Any example of measurable spaces where the measurable rectangles form an algebra on the product space?

Question

As far as I know, for any $(\Omega_{i},\sigma_{i})$ i=1,2, $\textit{A}=\{A_{1}\times A_{2}: A_{1}\in\sigma_{1}, A_{2}\in\sigma_{2}\} $ is not an algebra in general on $\Omega_{1}\times\Omega_{2}$ in general because it is not closed for finite unions nor complementaries.

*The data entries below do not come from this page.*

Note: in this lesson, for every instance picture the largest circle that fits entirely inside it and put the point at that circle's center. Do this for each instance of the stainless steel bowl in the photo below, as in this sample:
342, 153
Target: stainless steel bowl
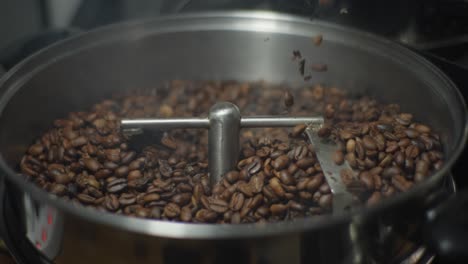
75, 73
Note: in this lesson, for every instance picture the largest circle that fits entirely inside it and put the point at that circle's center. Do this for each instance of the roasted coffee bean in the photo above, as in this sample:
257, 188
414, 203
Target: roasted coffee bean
111, 203
116, 185
423, 129
186, 214
338, 157
122, 171
351, 159
300, 152
235, 218
278, 209
218, 205
237, 201
285, 177
324, 132
133, 175
314, 183
305, 163
387, 160
92, 164
369, 143
374, 198
390, 172
127, 157
368, 180
325, 188
58, 189
351, 146
298, 130
127, 199
171, 210
325, 201
288, 98
86, 199
79, 141
255, 166
360, 150
246, 188
275, 185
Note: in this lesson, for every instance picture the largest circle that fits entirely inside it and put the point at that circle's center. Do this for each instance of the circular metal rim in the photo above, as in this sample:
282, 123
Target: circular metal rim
211, 231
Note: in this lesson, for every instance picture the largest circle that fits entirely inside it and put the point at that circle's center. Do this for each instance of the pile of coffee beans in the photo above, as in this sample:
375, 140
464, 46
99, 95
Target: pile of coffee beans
86, 159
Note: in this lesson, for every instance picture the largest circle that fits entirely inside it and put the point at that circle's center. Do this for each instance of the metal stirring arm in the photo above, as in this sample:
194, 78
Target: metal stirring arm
224, 122
324, 149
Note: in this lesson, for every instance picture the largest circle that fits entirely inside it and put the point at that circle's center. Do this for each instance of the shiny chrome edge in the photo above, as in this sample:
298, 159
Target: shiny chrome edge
210, 231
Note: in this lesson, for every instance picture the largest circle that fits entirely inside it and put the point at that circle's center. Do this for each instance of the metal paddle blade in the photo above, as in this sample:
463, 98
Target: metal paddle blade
324, 149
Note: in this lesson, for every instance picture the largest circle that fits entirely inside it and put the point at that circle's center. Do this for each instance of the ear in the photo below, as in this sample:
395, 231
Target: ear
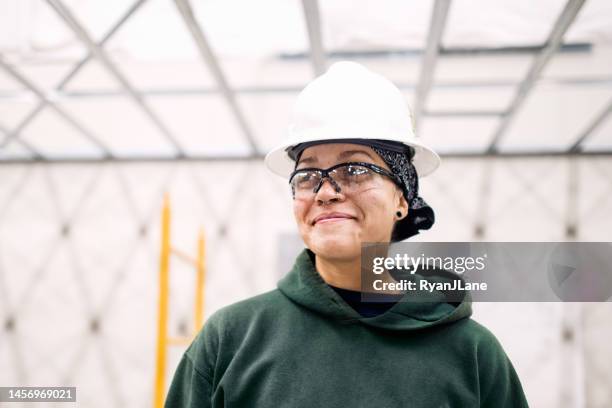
401, 203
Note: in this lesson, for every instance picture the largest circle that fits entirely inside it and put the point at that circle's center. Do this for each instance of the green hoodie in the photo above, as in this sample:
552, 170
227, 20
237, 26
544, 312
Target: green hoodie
302, 345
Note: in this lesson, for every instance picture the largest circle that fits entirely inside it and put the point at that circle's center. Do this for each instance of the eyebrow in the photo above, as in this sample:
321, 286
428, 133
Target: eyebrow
341, 156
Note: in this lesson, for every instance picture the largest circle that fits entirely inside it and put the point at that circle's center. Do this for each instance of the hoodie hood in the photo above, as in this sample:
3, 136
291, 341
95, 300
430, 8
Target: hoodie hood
304, 286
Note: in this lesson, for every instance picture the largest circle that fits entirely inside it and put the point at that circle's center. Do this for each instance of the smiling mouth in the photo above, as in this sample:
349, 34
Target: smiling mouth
333, 220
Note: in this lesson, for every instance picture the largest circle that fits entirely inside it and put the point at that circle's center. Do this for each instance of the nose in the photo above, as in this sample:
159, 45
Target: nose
327, 190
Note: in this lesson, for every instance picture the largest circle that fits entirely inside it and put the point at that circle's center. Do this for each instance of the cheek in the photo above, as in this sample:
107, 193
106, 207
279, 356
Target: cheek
300, 209
377, 210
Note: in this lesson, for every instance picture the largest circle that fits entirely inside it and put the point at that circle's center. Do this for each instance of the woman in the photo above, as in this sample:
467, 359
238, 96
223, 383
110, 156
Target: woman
352, 161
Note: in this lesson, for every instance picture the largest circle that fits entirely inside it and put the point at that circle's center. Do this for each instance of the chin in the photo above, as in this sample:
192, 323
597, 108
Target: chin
337, 246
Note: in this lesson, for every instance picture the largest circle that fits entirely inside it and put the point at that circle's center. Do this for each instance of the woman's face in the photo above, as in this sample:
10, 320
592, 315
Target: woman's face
368, 216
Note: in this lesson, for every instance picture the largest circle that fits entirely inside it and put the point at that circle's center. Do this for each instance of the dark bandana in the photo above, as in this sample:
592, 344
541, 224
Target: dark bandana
399, 159
420, 215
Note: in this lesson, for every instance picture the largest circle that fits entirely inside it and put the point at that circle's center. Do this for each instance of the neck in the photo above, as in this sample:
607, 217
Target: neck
340, 273
345, 274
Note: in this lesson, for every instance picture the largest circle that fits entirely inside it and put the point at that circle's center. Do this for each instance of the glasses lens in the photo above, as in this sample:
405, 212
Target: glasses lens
354, 177
304, 182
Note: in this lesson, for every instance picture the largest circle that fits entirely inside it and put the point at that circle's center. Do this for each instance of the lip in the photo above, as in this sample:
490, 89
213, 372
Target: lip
332, 217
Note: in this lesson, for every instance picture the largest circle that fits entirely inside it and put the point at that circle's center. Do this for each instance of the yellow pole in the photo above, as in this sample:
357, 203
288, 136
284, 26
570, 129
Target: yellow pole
199, 295
162, 328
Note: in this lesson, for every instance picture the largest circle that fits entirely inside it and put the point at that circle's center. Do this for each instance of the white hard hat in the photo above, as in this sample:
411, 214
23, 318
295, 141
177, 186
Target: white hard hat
351, 102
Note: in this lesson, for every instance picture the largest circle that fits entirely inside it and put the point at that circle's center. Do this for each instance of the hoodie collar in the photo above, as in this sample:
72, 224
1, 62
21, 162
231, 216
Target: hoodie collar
305, 286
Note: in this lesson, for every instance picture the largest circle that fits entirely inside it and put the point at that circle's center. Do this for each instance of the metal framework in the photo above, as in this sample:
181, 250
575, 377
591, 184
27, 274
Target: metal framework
313, 24
99, 53
14, 134
599, 119
211, 61
318, 57
428, 66
553, 42
46, 101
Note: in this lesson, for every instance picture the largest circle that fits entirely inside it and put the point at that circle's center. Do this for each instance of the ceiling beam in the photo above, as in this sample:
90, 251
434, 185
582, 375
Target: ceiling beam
552, 44
14, 133
312, 16
211, 61
577, 146
260, 157
428, 64
98, 52
60, 111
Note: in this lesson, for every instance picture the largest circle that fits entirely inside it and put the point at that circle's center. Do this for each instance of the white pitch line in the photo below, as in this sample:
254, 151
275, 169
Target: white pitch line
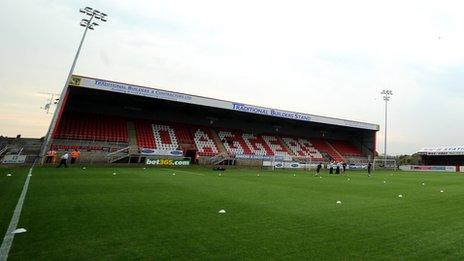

I'm trying to think about an example of particular spaces where this is true, but the only one that appears to work is choosing the trivial $\sigma$-algebra $\sigma_{i}=\{\emptyset,\Omega_{i}\}$ for one of the spaces. Any other idea on how to proof A is an algebra in other spaces, because when I try with $\sigma$-álgebra with more than one set different from the empty one, I don't find a way to write the union of measurable rectangles as a measurable rectangle. Thanks.

Answer 1

There is no example where there exist sets $A$ and $B$ in $\Omega_1$ and $\Omega_2$ respectively which are non-empty and also not equal to the whole space. Suppose $(A \times B)^{c} =C\times D$ for some $C$ and $D$. Then $C=\Omega_1$ and $D=\Omega_2$ : for any $x \in \Omega_1$ we can pick $y \notin B$ to see that $(x,y) \in (A \times B)^{c} =C\times D$ and this implies $x \in C$. Similarly $D=\Omega_2$. But now if we pick $x \in A$ and $y \in B$ we get $(x,y) \in C \times D$ but $(x,y) \notin (A \times B)^{c}$ a contradiction.